In 2008, DHH expressed concern to the Legislature about the lack of review for Medicaid hospital admission. The Legislature allowed DHH to implement the updated InterQual criteria in phases. Phase 1 of this initiative consisted of updating InterQual hospital length of stay criteria to the 2009 version, and was implemented in November 2009. Phase II, which will extend the Phase I length of stay criteria to the state’s public hospitals, began in August 2010. Since completion of Phase I, data analysis has shown a 10 percent reduction in the average length of stay.
Q: Could the state reform the state Medicaid Preferred Pharmaceutical Drug List to include the most effective drugs at the lowest price for each illness to save $100 million a year?
In 2002, the Louisiana Medicaid Pharmacy Benefits Management Program implemented a prior authorization program with a preferred drug list. Medicaid received $42 million in state supplemental rebates for FY10. The Affordable Care Act also has a major impact on the program because it increased federal rebate percentages for covered outpatient drugs dispensed to Medicaid patients. These changes were effective January 1, 2010, but because states have not received guidance from the Centers for Medicare and Medicaid Services (CMS), states are unable to measure the impact of this statute.

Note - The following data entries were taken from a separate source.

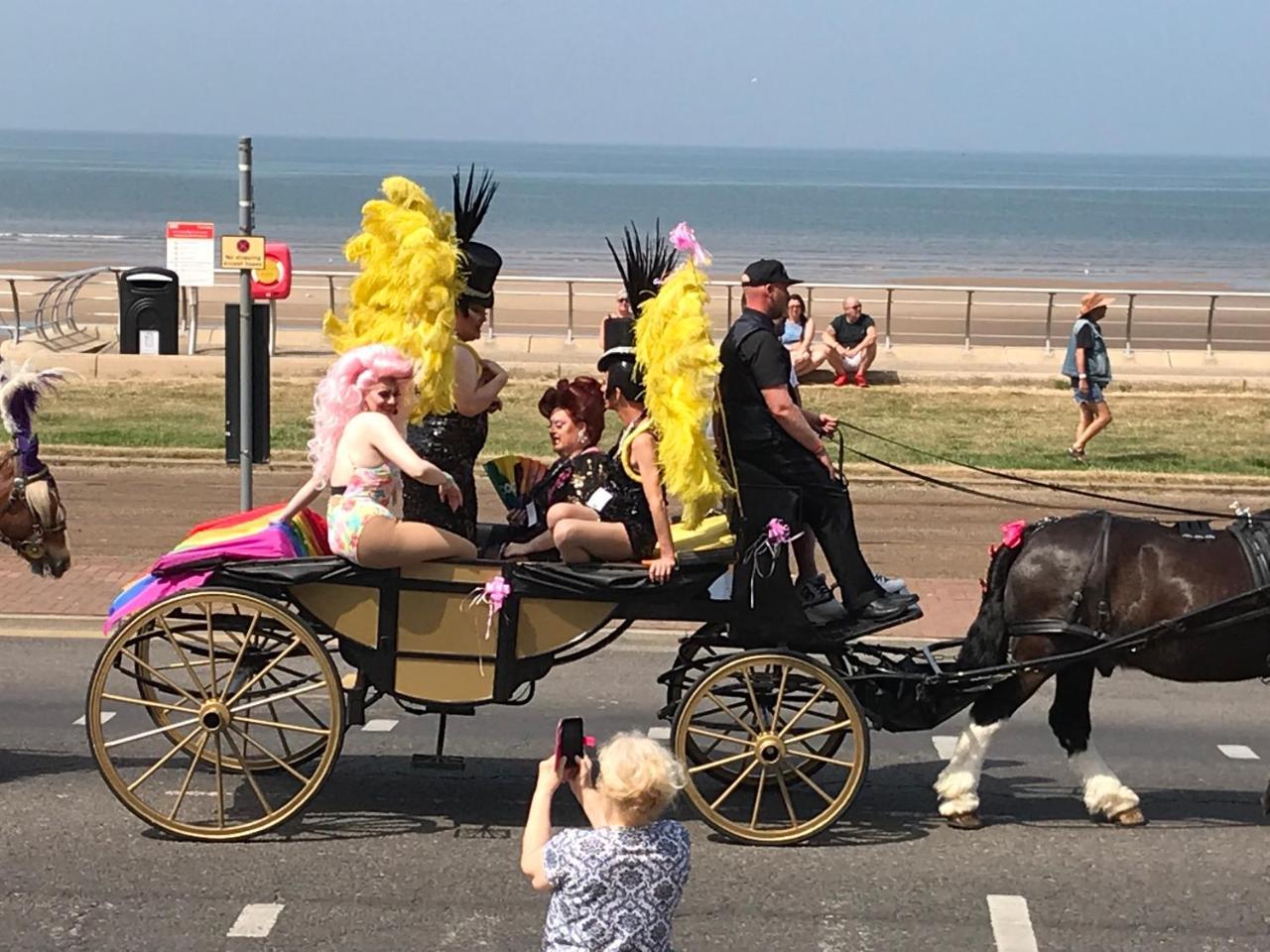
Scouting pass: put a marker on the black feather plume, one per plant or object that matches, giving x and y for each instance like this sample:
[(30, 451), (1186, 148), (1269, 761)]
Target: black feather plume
[(644, 263), (471, 202)]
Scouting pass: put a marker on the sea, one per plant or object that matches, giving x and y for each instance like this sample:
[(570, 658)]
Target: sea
[(830, 214)]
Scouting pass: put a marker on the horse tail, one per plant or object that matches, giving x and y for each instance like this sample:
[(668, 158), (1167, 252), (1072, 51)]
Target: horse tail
[(988, 640)]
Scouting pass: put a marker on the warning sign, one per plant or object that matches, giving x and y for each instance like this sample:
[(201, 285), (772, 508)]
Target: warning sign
[(191, 252), (241, 252)]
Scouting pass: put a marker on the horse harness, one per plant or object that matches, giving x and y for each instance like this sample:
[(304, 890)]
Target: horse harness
[(33, 546)]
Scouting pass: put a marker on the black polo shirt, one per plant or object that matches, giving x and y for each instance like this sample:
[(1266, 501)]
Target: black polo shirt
[(753, 359)]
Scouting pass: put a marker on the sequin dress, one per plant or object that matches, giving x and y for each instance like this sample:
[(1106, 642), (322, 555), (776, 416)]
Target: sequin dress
[(452, 442)]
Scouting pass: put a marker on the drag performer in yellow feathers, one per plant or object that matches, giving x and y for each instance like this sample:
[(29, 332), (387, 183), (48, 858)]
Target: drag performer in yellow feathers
[(426, 282), (661, 385)]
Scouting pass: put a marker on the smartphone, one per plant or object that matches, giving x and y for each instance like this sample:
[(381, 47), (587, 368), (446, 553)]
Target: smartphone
[(571, 740)]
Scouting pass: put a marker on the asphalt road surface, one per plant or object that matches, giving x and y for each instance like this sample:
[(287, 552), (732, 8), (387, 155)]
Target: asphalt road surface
[(389, 857)]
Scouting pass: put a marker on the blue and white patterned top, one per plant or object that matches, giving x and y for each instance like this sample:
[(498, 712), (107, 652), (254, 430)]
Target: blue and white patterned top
[(615, 888)]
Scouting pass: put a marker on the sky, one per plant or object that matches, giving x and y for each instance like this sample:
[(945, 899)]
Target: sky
[(1116, 76)]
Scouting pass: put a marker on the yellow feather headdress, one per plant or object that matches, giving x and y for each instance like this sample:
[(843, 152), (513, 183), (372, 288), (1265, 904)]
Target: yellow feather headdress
[(680, 365), (407, 290)]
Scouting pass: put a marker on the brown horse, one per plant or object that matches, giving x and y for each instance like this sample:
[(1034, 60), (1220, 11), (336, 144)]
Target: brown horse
[(1097, 576), (32, 517)]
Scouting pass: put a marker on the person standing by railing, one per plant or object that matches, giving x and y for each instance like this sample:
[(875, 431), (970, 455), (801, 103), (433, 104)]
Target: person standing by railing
[(1089, 371)]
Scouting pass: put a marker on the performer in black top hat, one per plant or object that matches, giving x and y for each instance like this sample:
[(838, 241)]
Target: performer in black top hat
[(783, 468), (453, 440)]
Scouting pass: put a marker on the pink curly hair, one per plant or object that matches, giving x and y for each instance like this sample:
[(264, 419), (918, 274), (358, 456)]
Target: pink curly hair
[(341, 395)]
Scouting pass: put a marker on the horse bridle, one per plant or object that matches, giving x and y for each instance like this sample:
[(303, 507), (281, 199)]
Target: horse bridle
[(33, 546)]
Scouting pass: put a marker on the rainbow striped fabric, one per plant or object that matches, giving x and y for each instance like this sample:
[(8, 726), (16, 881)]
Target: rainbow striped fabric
[(238, 537)]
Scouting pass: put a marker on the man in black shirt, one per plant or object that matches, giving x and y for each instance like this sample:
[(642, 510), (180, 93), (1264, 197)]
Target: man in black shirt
[(852, 341), (783, 468)]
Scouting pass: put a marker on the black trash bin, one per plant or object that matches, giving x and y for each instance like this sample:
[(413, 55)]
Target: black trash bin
[(149, 309)]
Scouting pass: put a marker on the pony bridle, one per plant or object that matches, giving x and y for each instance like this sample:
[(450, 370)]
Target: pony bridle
[(32, 548)]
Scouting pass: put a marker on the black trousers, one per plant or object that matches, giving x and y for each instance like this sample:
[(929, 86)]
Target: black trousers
[(783, 480)]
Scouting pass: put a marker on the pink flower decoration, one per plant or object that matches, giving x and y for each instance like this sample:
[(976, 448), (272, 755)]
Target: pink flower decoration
[(686, 240), (497, 592), (778, 532), (1012, 534)]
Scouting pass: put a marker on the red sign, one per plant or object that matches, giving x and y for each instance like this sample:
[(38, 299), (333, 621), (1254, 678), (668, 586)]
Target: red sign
[(190, 230), (273, 281)]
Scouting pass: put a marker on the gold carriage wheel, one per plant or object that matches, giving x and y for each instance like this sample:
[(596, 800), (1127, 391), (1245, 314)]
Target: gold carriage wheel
[(701, 751), (754, 744), (176, 775), (190, 633)]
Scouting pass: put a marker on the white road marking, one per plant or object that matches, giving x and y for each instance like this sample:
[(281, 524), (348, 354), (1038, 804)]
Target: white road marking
[(1011, 924), (255, 920), (944, 746), (105, 716), (1237, 752)]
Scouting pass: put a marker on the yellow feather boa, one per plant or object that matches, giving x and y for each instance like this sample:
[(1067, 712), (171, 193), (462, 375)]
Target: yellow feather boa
[(407, 290), (680, 365)]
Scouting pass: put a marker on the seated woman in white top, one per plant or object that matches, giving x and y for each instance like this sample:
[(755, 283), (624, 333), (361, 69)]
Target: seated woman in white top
[(358, 449)]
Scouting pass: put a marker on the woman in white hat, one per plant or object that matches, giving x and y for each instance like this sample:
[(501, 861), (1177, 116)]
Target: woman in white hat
[(1089, 371)]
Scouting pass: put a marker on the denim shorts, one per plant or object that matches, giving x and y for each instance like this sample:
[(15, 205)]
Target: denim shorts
[(1093, 397)]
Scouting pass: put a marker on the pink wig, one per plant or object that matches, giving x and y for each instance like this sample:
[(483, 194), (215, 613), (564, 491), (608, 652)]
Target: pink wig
[(341, 394)]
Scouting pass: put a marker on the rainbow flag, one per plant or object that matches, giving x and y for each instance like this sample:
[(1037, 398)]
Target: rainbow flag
[(238, 537)]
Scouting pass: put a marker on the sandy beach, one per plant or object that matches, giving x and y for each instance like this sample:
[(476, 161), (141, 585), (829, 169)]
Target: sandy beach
[(931, 309)]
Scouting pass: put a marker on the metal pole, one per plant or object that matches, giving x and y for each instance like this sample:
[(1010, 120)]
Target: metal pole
[(568, 334), (245, 223), (17, 311), (1207, 334), (890, 296), (1049, 324), (969, 302), (1128, 329)]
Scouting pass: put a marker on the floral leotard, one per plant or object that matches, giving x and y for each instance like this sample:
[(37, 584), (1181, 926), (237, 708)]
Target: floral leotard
[(371, 490)]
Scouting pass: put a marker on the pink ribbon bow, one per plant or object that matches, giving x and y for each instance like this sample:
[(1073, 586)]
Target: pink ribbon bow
[(686, 240)]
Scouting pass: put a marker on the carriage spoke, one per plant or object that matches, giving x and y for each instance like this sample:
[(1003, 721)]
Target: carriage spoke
[(730, 714), (181, 653), (270, 754), (818, 731), (164, 760), (758, 797), (238, 657), (190, 775), (721, 762), (785, 796), (143, 702), (246, 772), (780, 697), (143, 735), (160, 675), (753, 701), (735, 783), (728, 738), (813, 784), (803, 710)]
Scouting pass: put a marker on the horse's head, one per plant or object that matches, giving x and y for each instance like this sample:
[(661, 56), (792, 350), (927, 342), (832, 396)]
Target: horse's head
[(32, 517)]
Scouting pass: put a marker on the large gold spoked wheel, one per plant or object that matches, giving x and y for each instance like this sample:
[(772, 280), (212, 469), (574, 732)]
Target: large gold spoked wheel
[(767, 715), (240, 682), (206, 634)]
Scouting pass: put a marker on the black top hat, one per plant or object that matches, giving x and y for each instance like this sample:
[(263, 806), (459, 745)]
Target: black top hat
[(480, 263), (766, 271)]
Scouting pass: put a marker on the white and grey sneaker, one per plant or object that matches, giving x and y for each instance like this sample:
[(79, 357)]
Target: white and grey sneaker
[(892, 587), (820, 606)]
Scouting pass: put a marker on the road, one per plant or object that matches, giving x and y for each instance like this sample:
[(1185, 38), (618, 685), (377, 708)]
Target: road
[(393, 857)]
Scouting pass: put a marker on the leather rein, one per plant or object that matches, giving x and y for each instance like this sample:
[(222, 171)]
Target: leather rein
[(33, 546)]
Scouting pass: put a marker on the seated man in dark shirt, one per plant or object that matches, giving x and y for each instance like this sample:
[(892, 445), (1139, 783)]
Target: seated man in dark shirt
[(781, 466), (852, 341)]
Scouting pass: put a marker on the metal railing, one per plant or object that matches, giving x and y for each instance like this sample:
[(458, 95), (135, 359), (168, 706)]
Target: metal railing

Q: Can the state reduce the $254 million in administrative costs for the state Medicaid Program by 10% to create $25 million in savings?
There have been multiple reductions to administrative costs in the Medicaid Program during FY10 and FY11, which amount to $28 million in savings. The most recent ranking by the Medicaid administration shows that Louisiana ranks fourth in the nation for low Medicaid administrative expenses per enrollee.